Pots will be set back to stock values as soon as the order comes in. Later on one channel will possibly be converted to a twin reverb tone stack. Im thinking another can be set to blackface bassman tone values. along with mods as well (maybe). Im keeping at least ONE channel stock.
A review of the schematics for a dual showman and twin reverb shows that there IS a difference with the pot values, at least the mids. Dual Showman and Twin reverb mid pots show a value of 10K, while the mids on the Plush are set to 100K. The Bass and Treble are all the same at 250K. Bassmans have theirs at 25K.
This was one of my oversights – i assumed the gain and master volume were all 1Meg, and all the tone controls were all 250K, so for the tone, i just simply transposed some over to the other channels without checking. So for channel 2, the mids are set at a higher range (250K), though the difference is noticeable only at much higher gain – the overdriven sound has that thick discernible midrange tone. at lower gain settings the clean tone sounds the same as the other channels, though this is only a preliminary test. Most of the Jam Test were in full overdrive on channel 1, and clean tones across the other channels.

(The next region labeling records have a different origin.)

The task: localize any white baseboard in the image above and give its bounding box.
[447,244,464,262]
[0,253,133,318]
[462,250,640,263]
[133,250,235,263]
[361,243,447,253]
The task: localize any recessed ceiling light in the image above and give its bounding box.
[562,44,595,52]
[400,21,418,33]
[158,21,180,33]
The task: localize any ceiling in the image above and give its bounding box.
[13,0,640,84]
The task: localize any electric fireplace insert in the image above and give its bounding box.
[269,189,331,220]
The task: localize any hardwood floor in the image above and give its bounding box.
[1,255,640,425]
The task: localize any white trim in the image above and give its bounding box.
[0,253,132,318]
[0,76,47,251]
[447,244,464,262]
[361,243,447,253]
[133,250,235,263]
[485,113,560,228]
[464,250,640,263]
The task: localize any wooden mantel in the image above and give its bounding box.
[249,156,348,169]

SOME FINAL THOUGHTS (FOR NOW)
This is THE most interesting amp ive acquired, hands down. 100W via 6L6GCs, FOUR DEDICATED CHANNELS (!!!), and an excellent-sounding reverb. ON ALL 4 CHANNELS, SWITCHABLE! It even has 4 frequency boosts/cuts (though i leave them all ON, and just futz with the tone controls). Its simple when you boil it down to what it does, but it does it 4 times! This has the potential to be a versatile guitar amp. And who can deny its quaint soft tuck and roll cover? Its almost perfect – there arent any noticeable tears, just a little nick here and there – pretty clean for something thats been around over the 38 years.
Almost looks like a foot stool. i beter make sure this is NEVER put on the floor – people may think its furniture to sit on!